The literature cites a higher frequency of fetal malformations among twin pregnancies [9] [31]. In the present study, one case (0.3%) of congenital central nervous system malformation was observed in the 1st twin and five cases (1.5%) in the 2nd twin (1 case of central nervous system malformation and 4 cases of combined malformations). It is also reported that in monochorionic multiple pregnancies, the risk of congenital anomalies is twice as high as in dichorionic pregnancies [31]. The presence of a fetus with a significant congenital anomaly is associated with an increased risk of preterm birth, low birth weight, and perinatal mortality [32].

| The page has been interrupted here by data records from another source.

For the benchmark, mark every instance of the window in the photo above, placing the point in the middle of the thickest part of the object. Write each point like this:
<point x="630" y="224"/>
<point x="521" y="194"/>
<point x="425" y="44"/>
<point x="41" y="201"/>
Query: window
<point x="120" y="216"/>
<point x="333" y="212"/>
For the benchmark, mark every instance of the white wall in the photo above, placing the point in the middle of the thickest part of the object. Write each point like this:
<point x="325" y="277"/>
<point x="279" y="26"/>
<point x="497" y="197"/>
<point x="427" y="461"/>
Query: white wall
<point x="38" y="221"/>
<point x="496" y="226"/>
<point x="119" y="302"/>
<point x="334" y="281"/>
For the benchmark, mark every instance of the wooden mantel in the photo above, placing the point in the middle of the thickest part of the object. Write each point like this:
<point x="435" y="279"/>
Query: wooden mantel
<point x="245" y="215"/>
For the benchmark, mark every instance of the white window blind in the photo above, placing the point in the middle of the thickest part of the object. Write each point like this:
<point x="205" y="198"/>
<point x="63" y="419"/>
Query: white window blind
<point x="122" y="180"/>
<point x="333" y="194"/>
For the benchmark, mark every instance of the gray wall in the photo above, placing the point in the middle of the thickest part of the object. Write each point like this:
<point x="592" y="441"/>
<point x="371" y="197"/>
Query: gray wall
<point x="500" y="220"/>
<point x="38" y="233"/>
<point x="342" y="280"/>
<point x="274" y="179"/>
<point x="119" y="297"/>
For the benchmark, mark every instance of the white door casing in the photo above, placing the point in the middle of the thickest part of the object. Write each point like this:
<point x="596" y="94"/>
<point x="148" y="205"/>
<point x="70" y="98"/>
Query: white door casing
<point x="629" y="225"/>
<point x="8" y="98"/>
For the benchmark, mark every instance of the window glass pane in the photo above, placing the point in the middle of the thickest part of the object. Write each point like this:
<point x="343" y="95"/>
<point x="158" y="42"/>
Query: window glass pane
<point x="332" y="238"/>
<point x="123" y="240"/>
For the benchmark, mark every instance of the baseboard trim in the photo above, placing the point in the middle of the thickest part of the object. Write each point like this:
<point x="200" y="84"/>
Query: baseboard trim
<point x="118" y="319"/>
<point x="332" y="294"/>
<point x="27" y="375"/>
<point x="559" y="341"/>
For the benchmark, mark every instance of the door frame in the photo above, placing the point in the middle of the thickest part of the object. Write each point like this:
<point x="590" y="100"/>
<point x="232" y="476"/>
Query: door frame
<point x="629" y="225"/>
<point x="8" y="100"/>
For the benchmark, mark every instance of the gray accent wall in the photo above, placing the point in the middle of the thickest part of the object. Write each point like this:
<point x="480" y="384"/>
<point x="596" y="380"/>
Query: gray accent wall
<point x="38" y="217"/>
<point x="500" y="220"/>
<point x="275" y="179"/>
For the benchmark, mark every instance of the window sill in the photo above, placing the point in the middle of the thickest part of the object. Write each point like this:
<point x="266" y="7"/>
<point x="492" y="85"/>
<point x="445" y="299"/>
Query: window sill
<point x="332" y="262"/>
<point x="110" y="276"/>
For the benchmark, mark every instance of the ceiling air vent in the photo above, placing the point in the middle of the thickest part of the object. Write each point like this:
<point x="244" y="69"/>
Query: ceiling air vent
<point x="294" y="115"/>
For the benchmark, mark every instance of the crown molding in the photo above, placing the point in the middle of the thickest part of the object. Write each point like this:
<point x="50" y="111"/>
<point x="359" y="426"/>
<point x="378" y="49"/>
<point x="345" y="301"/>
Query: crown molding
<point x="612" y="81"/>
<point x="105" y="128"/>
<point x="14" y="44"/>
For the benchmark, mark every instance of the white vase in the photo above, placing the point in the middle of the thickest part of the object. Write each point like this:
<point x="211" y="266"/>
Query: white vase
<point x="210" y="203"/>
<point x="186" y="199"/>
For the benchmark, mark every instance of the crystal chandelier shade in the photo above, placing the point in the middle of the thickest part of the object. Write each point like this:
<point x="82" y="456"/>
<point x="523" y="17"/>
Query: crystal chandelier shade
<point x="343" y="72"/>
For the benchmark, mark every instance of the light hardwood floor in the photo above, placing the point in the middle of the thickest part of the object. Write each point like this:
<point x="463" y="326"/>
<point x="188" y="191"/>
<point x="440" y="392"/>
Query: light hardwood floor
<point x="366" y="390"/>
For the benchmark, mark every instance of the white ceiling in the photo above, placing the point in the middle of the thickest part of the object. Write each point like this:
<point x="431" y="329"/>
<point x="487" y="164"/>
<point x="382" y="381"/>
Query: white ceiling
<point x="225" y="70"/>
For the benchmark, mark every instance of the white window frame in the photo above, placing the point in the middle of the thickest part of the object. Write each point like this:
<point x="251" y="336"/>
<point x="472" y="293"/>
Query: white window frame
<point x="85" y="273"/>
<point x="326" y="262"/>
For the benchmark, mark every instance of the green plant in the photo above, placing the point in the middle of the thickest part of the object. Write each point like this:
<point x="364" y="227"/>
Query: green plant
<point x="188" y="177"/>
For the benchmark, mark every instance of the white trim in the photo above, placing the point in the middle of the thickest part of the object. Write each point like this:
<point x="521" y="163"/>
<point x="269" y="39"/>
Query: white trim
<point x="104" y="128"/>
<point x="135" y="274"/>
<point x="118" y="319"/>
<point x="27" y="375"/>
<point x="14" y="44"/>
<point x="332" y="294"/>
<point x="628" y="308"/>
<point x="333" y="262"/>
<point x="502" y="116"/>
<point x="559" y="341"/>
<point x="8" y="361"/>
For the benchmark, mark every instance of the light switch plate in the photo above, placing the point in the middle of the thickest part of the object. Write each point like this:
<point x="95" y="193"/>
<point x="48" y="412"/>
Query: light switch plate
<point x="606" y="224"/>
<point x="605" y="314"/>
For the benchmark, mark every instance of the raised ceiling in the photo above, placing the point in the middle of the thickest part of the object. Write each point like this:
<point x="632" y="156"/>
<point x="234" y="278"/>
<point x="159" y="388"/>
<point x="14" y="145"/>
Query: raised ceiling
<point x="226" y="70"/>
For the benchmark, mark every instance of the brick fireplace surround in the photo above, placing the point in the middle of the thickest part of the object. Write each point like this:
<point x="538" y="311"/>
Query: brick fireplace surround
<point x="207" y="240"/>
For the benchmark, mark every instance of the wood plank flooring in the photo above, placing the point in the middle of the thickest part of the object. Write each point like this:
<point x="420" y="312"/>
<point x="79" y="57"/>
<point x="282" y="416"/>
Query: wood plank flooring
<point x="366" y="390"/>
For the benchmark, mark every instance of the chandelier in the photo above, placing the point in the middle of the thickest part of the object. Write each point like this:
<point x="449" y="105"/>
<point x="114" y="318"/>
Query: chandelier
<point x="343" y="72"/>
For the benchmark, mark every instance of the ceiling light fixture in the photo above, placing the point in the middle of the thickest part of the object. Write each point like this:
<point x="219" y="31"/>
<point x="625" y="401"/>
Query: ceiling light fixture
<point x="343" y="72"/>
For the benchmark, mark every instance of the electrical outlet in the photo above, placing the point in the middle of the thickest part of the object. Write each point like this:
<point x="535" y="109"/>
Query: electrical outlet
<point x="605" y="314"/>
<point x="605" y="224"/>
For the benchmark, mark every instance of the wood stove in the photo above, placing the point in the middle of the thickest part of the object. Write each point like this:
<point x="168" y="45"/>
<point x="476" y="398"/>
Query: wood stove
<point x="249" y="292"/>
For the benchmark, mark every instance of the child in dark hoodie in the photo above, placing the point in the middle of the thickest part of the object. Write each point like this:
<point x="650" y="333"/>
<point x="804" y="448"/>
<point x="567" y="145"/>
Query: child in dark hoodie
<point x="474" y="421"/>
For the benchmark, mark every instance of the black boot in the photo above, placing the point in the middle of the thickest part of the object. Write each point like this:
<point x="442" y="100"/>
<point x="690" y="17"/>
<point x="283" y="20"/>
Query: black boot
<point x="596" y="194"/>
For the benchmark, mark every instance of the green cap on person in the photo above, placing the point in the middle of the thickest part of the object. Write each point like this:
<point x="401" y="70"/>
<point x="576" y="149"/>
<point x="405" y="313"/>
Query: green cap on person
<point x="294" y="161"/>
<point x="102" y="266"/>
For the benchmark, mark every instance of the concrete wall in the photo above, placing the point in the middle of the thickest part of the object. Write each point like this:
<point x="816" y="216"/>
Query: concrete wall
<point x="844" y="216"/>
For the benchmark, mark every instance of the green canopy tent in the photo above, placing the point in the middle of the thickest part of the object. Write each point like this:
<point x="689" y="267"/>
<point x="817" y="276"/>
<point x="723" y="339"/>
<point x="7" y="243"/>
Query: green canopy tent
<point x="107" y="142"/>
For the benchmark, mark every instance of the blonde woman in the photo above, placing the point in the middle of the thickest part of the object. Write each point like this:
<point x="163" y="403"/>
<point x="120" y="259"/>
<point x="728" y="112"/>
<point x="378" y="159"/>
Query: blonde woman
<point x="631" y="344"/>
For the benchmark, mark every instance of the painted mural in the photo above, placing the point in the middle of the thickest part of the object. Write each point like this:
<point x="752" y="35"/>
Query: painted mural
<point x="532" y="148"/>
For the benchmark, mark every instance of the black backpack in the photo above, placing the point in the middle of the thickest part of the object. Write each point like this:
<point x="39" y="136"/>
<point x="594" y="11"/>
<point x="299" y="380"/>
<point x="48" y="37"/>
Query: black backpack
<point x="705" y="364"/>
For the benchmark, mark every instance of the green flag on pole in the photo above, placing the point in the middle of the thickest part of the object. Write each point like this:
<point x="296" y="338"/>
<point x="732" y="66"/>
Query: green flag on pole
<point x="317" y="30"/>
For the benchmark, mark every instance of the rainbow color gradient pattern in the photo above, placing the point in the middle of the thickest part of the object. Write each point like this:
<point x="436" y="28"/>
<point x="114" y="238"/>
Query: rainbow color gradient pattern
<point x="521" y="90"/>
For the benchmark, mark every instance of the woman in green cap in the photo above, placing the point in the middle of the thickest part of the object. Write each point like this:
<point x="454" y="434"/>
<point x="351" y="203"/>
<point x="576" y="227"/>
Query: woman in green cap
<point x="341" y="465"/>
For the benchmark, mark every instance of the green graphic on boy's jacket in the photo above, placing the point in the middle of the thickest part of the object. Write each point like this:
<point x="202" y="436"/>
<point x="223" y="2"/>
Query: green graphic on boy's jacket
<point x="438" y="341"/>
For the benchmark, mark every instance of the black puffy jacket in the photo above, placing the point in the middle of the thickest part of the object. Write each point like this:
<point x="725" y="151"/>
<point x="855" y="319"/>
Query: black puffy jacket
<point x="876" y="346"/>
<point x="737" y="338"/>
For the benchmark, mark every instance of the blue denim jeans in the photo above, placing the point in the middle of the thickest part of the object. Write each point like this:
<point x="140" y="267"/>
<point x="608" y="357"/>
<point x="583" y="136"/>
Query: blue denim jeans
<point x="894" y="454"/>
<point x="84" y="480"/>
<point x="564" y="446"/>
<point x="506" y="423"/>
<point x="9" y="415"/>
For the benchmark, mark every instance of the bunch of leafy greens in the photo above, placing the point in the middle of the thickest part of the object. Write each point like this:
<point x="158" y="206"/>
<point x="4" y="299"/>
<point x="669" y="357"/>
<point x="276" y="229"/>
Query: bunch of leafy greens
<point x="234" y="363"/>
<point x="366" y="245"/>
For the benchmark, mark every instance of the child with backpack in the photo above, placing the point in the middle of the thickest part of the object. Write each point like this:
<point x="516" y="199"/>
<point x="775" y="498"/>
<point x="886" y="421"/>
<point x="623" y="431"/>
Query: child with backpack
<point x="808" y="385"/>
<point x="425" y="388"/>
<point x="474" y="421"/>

Regarding maternal clinical complications diagnosed during pregnancy, a higher prevalence of preterm labor episodes (9.9%), previous hypertension (6.9%), urinary tract infection (17.4%), and gestational hypertension (8.1%) was observed, similar to the 2009 study. Literature mentions that most twin pregnancies with premature rupture of membranes after the thirtieth week of gestation correlate with births within two days after rupture. Infection seems to be more of a consequence than the cause of membrane rupture [33]. Gestational age, premature rupture of membranes, weight discordance, and Apgar score at 5th minute are cited as predictors of perinatal complications [34]. It is a known and emphasized fact that twinning is associated with the onset of preterm labor, fundamentally due to uterine overdistension, the need for hospitalization, substantial use of tocolysis, and premature rupture of membranes. A study by Gerardin P et al. showed that hypertensive syndromes are present in 5.1% of twin pregnancies and 1.7% of single pregnancies [10]. Preeclampsia in twin pregnancies was related to small for gestational age newborns when compared to normotensive twin pregnancies, although without alteration in the duration of pregnancies [35] [36].
5. Conclusion
The review of twin pregnancies cases at the Obstetrics and Gynecology Department of the General Hospital of Caxias do Sul presented a percentage consistent with those found in the consulted literature and with the findings of the 2009 study, once again highlighting the high rate of maternal and perinatal complications associated with twin pregnancies, characterizing them as high-risk pregnancies. It is worth mentioning the deficient and inadequate documentary description of the data in the hospital records, as it significantly interfered with the statistical analysis.